I have a mate at work and we go to lunch each day in
the campus canteen.
Over our pies and occasional puddings we have conversations about all sorts of stuff, preferably of a scientific ilk. For example we have a long running disagreement over the nature of the universe - I don't believe that time and space were created at the time of the big bang and are not features of what we call our universe but merely some where (and some when) for our universe to happen in. While the 'big-bang' was undoubtedly a pretty momentous event in our history I think that it is just one of many in the infinite reaches of nothingness and boundless time of the 'everything' that it happens 'in'.

I've started to put words into quotes a lot because language starts to break down when we try and talk about infinity and everything. The human brain is ill equipped for considering, let alone comprehending, infinite anything and so also can't handle infinite nothing. We measure, we compartmentalise, we compare. None of these things work with infinity; there's no measure to be made, you can't put it in a compartment and can't make a compartment out of it. Don't even try and compare anything to it because next to everything, all else is nothing.

There is a concern among many scientists with an interest in cosmology. It seems that this universe is just right for us. I know, that sounds like a good thing, so what's all the concern about? The more we learn about the universe (the rocks, burning gas and other debris that are left after this very big bang) and how it was just after the explosion, very small parts of a second after it, the more we learn that if one of the properties were just very slightly different we would have had no chance of existence. If gravity had been just a little weaker then the gasses and other bits wouldn't have started clumping up and getting all hot, so they wouldn't have started burning and spewing out heavier elements. Lumps of dusty stuff wouldn't have got together to make rocky stuff. And so on. Make gravity a tiny bit stronger and the whole lot collapses back into some kind of implosion or other very nasty situation.

So, we're just lucky? Well, no, there's no co-incidence that we should happen to evolve in a universe that is the cosmological equivalent of Momma Bear's porridge. If it weren't we wouldn't be here to observe it. One is the product of the other, no luck or fate brought the two together.
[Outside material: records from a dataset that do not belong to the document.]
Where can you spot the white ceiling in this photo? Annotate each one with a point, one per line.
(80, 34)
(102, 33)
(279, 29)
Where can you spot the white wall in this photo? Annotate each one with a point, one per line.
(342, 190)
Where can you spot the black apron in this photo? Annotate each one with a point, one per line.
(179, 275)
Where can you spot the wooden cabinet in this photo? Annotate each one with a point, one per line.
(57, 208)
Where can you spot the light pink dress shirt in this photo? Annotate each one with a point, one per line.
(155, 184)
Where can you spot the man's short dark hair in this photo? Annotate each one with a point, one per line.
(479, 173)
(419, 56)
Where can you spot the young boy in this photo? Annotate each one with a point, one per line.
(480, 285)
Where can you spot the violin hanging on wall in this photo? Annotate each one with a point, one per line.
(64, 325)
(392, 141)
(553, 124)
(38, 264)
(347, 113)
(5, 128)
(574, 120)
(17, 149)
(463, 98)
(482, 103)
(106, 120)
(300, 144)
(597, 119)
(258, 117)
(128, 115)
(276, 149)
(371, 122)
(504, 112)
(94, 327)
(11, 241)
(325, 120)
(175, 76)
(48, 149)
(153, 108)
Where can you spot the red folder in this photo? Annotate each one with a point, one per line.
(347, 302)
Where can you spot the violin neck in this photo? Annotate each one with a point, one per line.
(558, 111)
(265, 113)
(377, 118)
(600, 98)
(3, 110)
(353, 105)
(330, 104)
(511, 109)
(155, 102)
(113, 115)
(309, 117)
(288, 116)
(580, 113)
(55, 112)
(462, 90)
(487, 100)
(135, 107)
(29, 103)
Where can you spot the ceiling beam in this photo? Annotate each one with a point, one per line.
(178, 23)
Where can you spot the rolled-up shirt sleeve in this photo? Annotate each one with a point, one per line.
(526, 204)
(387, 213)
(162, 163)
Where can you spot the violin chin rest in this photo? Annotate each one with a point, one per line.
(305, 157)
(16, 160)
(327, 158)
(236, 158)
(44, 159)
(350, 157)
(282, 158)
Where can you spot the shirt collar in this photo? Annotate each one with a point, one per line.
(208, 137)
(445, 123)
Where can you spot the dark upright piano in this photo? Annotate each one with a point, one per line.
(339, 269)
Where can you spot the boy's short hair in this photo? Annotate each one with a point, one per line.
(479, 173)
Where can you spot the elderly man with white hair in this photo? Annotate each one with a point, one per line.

Why are they concerned? Taking the gravity thing further we find that not only is it set just right for clumping the bits into bigger bits and having some bits spin happily around other warm bits but while it's all getting bigger it is slowing down and might stop. It might not. It might reverse. We don't know, not just because it's incredibly difficult to measure but also because with each new measurement it gets closer to the incredible balancing point.

Imagine a huge smooth dome the size of a house, and imagine rolling a snooker ball up the side. If you roll the ball gently it will roll back to to you. If you roll it herd enough it will roll right over and down the other side. If you roll it just right you could, just maybe, get it to come to rest balancing right on the top of the dome. That's easy compared to the balancing act the universe seems to be trying.

Here's where my theory comes in. Imagine trying that snooker ball thing again, but you have to do it first time. Not very likely at all. How about if I said you could have as many goes as you like in an hour, or a year? you might get it if you stuck at it for a whole year. Even more likely if you did it every day of your life. How about you got some friends to help, and their friends too, everyone with their own dome and ball? Or maybe an infinite number of people with an infinite number of attempts. Surely with that amount of time and resouces then if it's possible then it is bound to happen.

So that's it; we're here because this universe is just right for us. This universe is here because it's possible for it to be. The real kicker here is that this means that it is also possible for an infinite number of other universes to exist. They don't have to be in 'parallel dimensions' just somewhere else, over there somewhere.

My mate doesn't agree with me about this, but then what does he know? He only used to be a nuclear physicist. We do agree on what makes a good apple crumble though, and that's what's important.